But like all things cool in 2020, SEMA was canceled. But why let that kill the party? Toyo Tires still wanted to do something compelling for not only themselves but also for all the builders who invested untold hours, brain power and dollars designing and manufacturing their best work they had planned to debut at Toyo Treadpass 2020.
So the renowned Japanese tire company recreated the entire look and feel of the SEMA event in a warehouse in downtown Los Angeles, inviting a portion of the vehicles planned for Toyo Treadpass to display in all their glory. We’re talking everything from an apocalypse-prepped Jeep Gladiator wrapped in Open Country M/T rubber to a 1970 Chevrolet Chevelle SS muscle car and race-kitted Toyota GR Supra both in Proxes R888R tires to Nick Cannon’s blizzard-white dropped Rolls-Royce Cullinan (which begs the question: if you’re going to get the Cullinan SUV, why drop it? Why not just customize a Phantom or Wraith? Because you’re Nick Cannon, that’s why).
Our favorites? A crazy lowered 1993 Toyota 4Runner from Scott Kanemura that looked more like a unicorn drag racer (complete with tubular chassis) than off-roader, and a widebody 1955 Mercedes 300 SL — imagine having the audacity to take one of the most coveted, valuable vehicles on the planet and thinking you can improve it? In our opinion, S-Klub’s John Sarkisyan did just that.
Of course the only downside being Toyo couldn’t invite everyone to experience it in the flesh — so instead they set up a virtual experience to open up Toyo Treadpass beyond would-be SEMA attendees to eager tuner fans all around the world.

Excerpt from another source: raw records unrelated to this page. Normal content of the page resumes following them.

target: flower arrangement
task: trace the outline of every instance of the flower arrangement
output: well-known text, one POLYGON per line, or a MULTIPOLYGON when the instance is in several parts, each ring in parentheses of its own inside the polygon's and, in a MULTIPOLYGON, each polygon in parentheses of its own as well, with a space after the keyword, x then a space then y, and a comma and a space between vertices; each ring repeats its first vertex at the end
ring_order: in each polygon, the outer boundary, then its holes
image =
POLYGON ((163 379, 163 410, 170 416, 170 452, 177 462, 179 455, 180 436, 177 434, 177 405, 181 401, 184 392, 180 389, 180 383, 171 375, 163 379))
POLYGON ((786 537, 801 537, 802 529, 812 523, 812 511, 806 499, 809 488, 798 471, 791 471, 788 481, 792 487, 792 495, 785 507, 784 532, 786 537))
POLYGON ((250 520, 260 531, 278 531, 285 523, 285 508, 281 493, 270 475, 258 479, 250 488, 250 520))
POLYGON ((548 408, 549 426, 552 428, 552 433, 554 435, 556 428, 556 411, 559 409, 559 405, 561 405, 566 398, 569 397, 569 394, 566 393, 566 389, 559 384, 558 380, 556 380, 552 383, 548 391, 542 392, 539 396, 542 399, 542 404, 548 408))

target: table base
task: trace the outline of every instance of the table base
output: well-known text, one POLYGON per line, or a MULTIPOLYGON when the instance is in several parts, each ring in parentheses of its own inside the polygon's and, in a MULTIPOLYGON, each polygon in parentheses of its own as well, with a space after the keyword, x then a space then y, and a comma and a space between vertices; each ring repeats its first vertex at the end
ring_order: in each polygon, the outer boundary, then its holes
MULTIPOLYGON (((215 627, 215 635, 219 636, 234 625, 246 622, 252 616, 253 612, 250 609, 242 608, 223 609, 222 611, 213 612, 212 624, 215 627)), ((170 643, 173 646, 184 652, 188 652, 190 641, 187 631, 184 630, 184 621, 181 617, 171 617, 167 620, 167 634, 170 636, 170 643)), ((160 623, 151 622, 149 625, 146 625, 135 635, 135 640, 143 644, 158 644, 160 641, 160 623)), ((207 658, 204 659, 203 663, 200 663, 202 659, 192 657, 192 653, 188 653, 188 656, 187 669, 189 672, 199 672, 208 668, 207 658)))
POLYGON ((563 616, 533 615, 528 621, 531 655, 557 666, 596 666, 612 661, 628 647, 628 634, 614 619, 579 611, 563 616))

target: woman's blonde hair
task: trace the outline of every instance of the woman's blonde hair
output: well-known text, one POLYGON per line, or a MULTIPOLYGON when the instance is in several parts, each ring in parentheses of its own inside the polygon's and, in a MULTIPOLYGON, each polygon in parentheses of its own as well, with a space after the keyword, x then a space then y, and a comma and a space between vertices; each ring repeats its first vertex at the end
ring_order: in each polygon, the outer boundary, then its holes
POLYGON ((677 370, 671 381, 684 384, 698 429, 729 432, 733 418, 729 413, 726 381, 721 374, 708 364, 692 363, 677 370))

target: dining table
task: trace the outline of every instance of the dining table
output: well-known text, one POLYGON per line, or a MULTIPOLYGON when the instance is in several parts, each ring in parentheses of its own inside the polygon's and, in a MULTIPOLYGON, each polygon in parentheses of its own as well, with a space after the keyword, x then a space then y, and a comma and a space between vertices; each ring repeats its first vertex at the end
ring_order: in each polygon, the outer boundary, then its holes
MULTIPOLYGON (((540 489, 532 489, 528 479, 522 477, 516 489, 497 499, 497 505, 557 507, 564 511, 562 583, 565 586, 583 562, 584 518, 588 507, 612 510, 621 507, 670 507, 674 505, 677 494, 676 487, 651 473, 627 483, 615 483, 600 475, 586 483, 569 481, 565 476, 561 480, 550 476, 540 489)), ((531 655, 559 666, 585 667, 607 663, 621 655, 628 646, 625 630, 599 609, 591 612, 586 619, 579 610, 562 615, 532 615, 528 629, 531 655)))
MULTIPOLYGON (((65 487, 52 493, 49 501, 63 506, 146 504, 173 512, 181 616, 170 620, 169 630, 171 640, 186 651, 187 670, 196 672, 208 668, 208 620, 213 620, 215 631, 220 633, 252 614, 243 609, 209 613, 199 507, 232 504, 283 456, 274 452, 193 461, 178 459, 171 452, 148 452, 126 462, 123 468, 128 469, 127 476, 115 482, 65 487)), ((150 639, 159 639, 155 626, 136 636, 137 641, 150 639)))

Utilizing a Google Street View-like 3D Player, for 2020 Toyo Treadpass enters the digital universe. At their site you’re able to wander through the venue embedded with hotspots — clickable via phone or laptop — loaded with details of every vehicle (e.g. all the specs, engine modifications, unique attributes, etc.). Virtually “walk” around each build and see it from any angle, take screen grabs, and even slip inside the cockpit. Detailed looks at the cabins offer zoomable views so you can scan around and explore incredible interior details — like the Louis XIII cognac bottle stashed in Sarkisyan’s aforementioned 300 SL.
To make things even more interesting Toyo gamified the experience, stashing cartoon pins of the vehicles (highly coveted by collectors every year at SEMA) in “hotspots” within the online experience for fans to find and claim. These Easter eggs opened up the Toyo Treadpass further for everyone to enjoy, although most of the pins were snapped up within minutes of release. Fret not, some are still available via Toyo’s social media so keep an eye out there.